Kenya Honda from the Keio University School of Medicine serves as the study’s co-senior author. Co-first authors include Munehiro Furuichi, Takaaki Kawaguchi, and Keiko Yasuma-Mitobe, all of whom are researchers at Keio University. This study utilized specialized culture techniques and animal models by Honda’s lab to investigate bacterial infections, while the Xavier lab focused on developing software to analyze unknown microbial metabolites.
Bacterial balances
Antibiotic-resistant Enterobacteriaceae like E. coli and Klebsiella are frequently found in hospitals. They can thrive in patients’ intestines and lead to severe systemic infections that are challenging to treat. Some studies indicate that Enterobacteriaceae may also contribute to intestinal inflammation and enable infections from other microbes. Honda, Xavier, and their teams aimed to identify specific bacteria from fecal microbiota transplants that could shield the intestinal microbiome from Enterobacteriaceae. Honda’s team isolated around 40 different bacterial strains from stool samples from five healthy individuals and employed them to treat mice infected with either E. coli or Klebsiella. They tested various strain combinations and pinpointed 18 strains that most effectively suppressed Enterobacteriaceae.
The researchers observed that in Klebsiella-infected mice treated with these 18 beneficial strains, Klebsiella altered gene expressions related to carbohydrate uptake and metabolism, including a reduction in gluconate kinase and transporter genes—indicating increased competition among gut microbes for nutrients.
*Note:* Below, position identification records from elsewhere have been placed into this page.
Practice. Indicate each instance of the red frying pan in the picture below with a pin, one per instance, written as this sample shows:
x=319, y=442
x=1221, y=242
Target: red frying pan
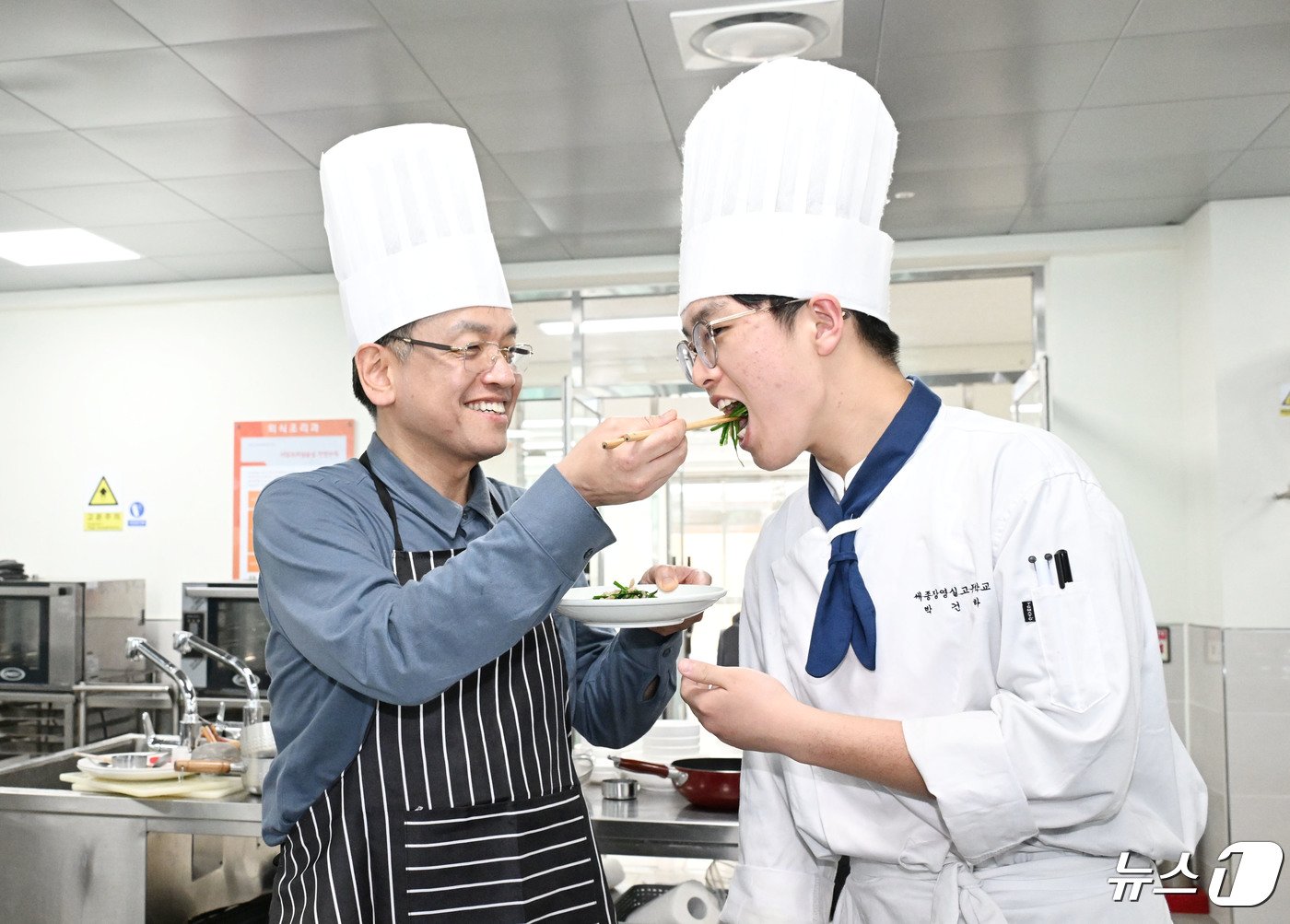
x=706, y=782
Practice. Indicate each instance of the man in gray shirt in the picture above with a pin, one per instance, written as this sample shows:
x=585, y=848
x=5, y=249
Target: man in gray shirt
x=423, y=692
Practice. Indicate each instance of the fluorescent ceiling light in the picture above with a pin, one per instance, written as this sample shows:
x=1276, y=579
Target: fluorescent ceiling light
x=612, y=325
x=60, y=245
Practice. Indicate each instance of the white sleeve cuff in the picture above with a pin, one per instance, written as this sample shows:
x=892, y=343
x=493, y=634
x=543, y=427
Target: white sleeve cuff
x=765, y=895
x=964, y=763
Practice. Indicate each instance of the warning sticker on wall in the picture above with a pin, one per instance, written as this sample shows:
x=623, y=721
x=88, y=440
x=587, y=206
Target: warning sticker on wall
x=103, y=496
x=105, y=521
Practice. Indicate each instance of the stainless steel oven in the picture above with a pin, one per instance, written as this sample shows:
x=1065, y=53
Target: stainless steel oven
x=228, y=615
x=58, y=634
x=41, y=635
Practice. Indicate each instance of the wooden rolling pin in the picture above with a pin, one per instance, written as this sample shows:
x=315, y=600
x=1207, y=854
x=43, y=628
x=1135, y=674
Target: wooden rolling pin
x=209, y=766
x=638, y=435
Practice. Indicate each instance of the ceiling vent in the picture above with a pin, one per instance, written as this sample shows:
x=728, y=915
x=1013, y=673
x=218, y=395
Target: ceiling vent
x=748, y=34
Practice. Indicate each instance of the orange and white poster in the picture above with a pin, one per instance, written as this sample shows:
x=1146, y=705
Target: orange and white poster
x=264, y=450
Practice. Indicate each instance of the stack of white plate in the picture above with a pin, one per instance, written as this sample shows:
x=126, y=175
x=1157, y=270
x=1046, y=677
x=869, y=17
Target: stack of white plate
x=667, y=741
x=670, y=740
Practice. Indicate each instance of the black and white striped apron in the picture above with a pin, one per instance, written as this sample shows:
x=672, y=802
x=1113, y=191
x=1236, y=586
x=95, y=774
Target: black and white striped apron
x=464, y=808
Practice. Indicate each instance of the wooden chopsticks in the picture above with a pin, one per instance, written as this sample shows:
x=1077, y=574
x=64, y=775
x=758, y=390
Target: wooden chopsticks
x=636, y=435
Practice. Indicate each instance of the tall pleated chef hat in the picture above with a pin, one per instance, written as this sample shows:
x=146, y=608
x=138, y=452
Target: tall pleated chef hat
x=408, y=228
x=786, y=174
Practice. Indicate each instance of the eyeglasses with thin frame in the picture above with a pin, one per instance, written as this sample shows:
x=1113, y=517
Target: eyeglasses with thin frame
x=703, y=338
x=477, y=357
Xavier’s team sought to analyze samples from patients with and without gut inflammation. Collaborating with the Broad’s Metabolomics Platform, directed by senior author Clary Clish, they examined samples from pediatric patients with ulcerative colitis to detect alternate gluconate pathway genes in gut microbes and levels of fecal gluconate. Results showed elevated gluconate levels associated with higher gluconate-consuming Enterobacteriaceae in samples from pediatric patients experiencing ongoing inflammation, indicated by elevated calprotectin protein levels.
The collective findings suggest that Enterobacteriaceae uses gluconate as a crucial nutrient, exacerbating inflammation in patients. However, with the addition of the 18 helpful strains in the gut microbiome, they likely compete against Enterobacteriaceae for gluconate and other nutrients, curtailing the growth of the harmful bacteria.
Additionally, these 18 strains did not interfere with the growth of other beneficial bacteria in mice carrying gut microbes from patients with Crohn’s disease and ulcerative colitis, further supporting their potential as a therapy.
While further research is necessary to fully understand the mechanisms that allow different bacteria to compete, these findings indicate that microbial treatments could adjust the gut’s ecosystem and combat harmful bacterial infections with fewer adverse effects compared to conventional antibiotic treatments.
The research team is also focused on identifying and understanding the roles of unknown metabolites that play a part in promoting gut health and managing inflammation.